Henry Cheng Kar-shun, GBM, GBS (Chinese: 鄭家純; born 11 December 1946) is a Hong Kong billionaire property developer.

Cheng is the elder son of Cheng Yu-tung, who founded Hong Kong-listed New World Development, of which Henry succeeded his father as chairman. Cheng is Chairman of NWS Holdings, New World China Land, and New World Department Store China. He is also a standing committee member of the Eleventh Chinese People’s Political Consultative Conference.
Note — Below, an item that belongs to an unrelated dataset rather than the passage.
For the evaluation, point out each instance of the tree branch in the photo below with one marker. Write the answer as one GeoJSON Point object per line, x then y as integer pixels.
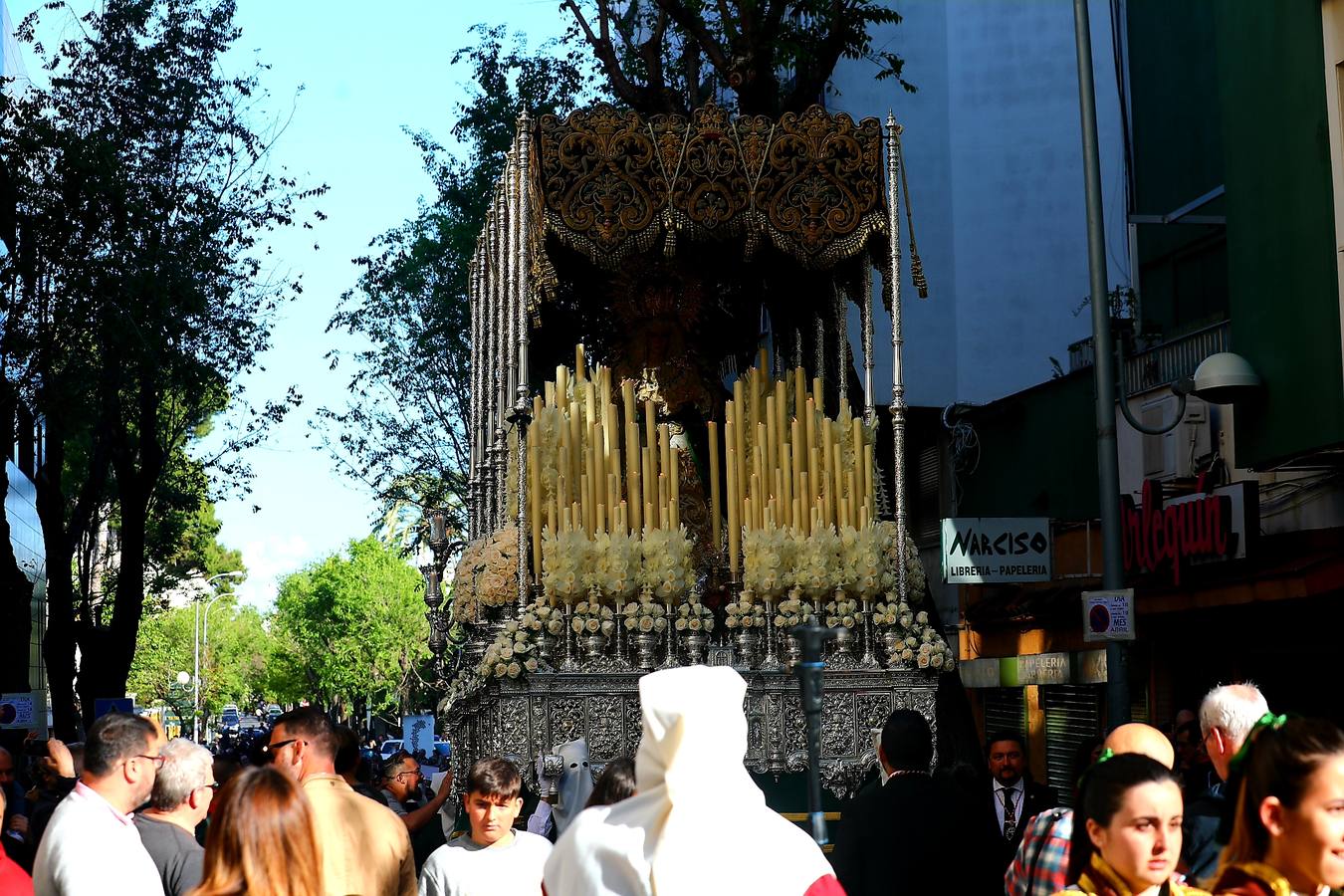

In the 2012 Chief Executive election in Hong Kong, Cheng initially supported Henry Tang but switched to support the eventual winner, Leung Chun-ying. Leung's second Secretary for Development, Paul Chan, became embroiled in a property and credibility scandal, similar to the first, Mak Chai-kwong. Cheng was the first public figure to offer support.

Cheng has six children (from oldest to youngest): Adrian, Sonia, Brian, Christopher, Chak-Wang and Chak-yin.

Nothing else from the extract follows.